Ich hatte seit etwa 30 Jahren keinen Umgang mehr mit Romano und weiß nur wenig über seine Tätigkeit als Dozent. Doch erreichten mich hin und wieder Signale und Botschaften von seinen Schülern, gewöhnlich Leute, die dank seiner Lehre »mehr drauf hatten«. Deshalb scheint mir der beste Weg des Erinnerns zu sein, wenn ich in die Zeit zurückgehe, in der auch ich wohl oder übel von ihm und von den Genossen lernte, die die »Quaderni Rossi« auf die Beine gestellt hatten. Dabei kann ich nur wiederholen, was ich schon an anderer Stelle berichtet habe: Bei den Vollversammlungen der »Quaderni Rossi« habe ich kaum den Mund aufgemacht. Ich sprach nur, wenn ich dazu aufgefordert wurde. In der Mailänder Gruppe habe ich mich dann sogar ziemlich ins Zeug gelegt. Aber letztlich waren die Jahre bei den »Quaderni« für mich Bildungsjahre [im Original deutsch].

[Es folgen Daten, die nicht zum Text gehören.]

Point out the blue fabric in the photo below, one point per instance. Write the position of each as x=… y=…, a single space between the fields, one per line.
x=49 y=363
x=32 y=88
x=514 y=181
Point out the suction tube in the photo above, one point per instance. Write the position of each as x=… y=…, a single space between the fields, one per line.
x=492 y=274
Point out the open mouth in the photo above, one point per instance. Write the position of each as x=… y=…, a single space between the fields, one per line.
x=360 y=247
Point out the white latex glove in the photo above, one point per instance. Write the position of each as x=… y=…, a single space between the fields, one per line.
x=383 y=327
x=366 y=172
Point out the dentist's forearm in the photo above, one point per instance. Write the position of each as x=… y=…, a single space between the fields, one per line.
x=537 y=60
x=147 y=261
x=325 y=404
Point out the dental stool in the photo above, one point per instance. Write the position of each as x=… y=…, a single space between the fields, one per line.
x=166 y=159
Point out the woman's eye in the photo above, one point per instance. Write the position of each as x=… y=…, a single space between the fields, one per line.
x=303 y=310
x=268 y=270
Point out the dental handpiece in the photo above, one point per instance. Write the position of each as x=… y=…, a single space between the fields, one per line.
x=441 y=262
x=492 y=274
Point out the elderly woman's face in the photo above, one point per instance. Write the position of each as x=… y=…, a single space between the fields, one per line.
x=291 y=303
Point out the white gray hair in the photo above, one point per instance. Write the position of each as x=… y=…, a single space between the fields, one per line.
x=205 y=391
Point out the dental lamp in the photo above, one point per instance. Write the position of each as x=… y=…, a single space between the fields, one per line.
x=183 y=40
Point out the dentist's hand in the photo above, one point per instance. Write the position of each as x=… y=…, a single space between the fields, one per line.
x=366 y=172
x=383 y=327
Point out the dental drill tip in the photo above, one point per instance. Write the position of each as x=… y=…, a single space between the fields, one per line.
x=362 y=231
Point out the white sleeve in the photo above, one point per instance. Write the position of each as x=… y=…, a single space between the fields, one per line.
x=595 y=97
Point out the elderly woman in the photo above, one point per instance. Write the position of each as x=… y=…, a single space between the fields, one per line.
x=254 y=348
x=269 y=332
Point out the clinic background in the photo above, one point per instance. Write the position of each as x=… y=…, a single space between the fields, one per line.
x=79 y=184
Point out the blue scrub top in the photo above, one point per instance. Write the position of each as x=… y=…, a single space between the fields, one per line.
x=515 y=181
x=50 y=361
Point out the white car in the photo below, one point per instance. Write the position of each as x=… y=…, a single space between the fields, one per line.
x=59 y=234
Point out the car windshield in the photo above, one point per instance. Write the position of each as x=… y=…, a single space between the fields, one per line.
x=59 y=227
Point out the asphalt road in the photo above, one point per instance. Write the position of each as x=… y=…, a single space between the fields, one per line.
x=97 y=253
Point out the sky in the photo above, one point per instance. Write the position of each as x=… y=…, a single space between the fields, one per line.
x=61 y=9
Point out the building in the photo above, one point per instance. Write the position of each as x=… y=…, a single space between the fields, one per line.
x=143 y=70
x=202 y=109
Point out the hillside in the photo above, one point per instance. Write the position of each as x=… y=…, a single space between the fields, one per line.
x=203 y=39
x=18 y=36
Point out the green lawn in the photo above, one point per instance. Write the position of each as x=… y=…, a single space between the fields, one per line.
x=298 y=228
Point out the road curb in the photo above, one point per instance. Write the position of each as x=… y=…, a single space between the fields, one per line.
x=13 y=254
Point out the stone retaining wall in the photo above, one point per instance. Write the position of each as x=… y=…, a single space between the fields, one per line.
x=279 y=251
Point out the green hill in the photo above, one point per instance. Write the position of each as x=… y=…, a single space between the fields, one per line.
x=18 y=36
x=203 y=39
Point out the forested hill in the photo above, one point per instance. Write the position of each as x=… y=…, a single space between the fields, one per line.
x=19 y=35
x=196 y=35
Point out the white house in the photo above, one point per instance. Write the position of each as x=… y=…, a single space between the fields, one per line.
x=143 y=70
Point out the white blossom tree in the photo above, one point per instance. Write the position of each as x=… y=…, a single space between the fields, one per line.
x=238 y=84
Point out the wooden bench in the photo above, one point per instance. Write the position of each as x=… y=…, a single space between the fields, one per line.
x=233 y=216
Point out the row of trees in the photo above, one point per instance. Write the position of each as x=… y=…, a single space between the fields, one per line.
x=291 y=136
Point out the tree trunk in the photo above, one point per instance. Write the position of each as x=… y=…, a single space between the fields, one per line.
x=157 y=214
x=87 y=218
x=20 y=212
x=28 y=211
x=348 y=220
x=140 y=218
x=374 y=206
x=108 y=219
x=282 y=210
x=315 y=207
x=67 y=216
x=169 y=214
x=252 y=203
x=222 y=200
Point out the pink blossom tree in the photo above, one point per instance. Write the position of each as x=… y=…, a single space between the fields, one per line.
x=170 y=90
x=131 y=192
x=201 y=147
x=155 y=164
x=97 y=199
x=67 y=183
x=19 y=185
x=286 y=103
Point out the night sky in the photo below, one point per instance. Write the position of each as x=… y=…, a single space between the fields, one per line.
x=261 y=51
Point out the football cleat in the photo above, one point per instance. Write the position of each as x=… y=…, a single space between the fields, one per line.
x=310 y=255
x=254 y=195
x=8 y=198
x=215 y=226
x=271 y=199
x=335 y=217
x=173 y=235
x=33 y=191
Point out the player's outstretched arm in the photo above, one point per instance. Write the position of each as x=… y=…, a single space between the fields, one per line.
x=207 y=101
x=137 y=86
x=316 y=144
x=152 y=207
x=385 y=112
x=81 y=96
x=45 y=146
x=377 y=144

Und damit komme ich zur conricerca. Es ist gar nicht so leicht zu sagen, was dieses Wort bedeutet. Denn es handelt sich zwar um eine Technik, aber eine, die nicht formalisiert ist und vielleicht auch gar nicht formalisierbar ist. Wenn wir sie als Methode, als Ansatz bezeichnen, verflüchtigt sie sich. Versuchen wir deshalb, durch Exklusion an sie heranzukommen. Die soziologische Untersuchung kann formalisiert werden, besser noch: sie kann auf ein Verfahren reduziert werden, man hat dann eine Methode, ein Denksystem aufzuweisen. Auch die Methode der Oral History kann formalisiert werden in einer Reihe von Vorschriften, von der Technik her kann sie sogar auf einen Leitfaden reduziert werden.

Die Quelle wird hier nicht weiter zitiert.